Yeah, we thought that was the road to stardom!

IT’S BEEN SAID THAT, LIKE BRANDO, YOU’RE OFTEN BETTER THAN, UM, YOUR MATERIAL.
[chuckles] In terms of being able to tell if a film is gonna be terrific, I’ve never been able to tell. Unforgiven is a good example—I had to be talked into it. So let’s just say I don’t have a great eye for material.

WHICH BRINGS US TO THE POSEIDON ADVENTURE….
Yeah, I felt like I could steal some money there. [laughs]. Because I hadn’t made any money on The French Connection, and Poseidon was, like, a Big Hollywood Movie, and I’d never done that before.

SPEAKING OF FRENCH CONNECTION, PEOPLE THINK YOU REALLY ARE POPEYE DOYLE, YOU KNOW.
That or maybe the editor of Fishing & Hunting News. [laughs] And I’m totally opposite of that—I don’t hunt, I don’t fish. I mean, I’ve done quite a bit of the “manly” things people think of, but, really, I sculpt, I paint, I try to lead a kind of artistic, genteel life. But I was cast early on in violent things and that’s always been what people kinda think I am.

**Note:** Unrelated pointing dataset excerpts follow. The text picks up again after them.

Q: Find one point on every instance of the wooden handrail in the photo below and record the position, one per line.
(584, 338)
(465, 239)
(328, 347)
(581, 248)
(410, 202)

ESPECIALLY YOUR DIRECORSEVEN YOU’VE SAID, “I PITY THE DIRECTORS WHO WORK WITH ME.” DID YOU GIVE WES ANDERSON HELL AS WELL?
Yeah, I did, and I feel bad about that, because I had no sense of what a terrific, stylized film Tenenbaums was gonna be. [sighs] I don’t set out to give people problems; it just seems to work that way.

NEVERTHELESS, PEOPLE NOW SPEAK YOUR NAME IN HUSHED TONES.
[appalled] Oh, Jesus!

SO, ARE YOU LOVING YOUR ICONHOOD?
I don’t—I just think of myself as an actor who occasionally goes off and [chuckles] does some work.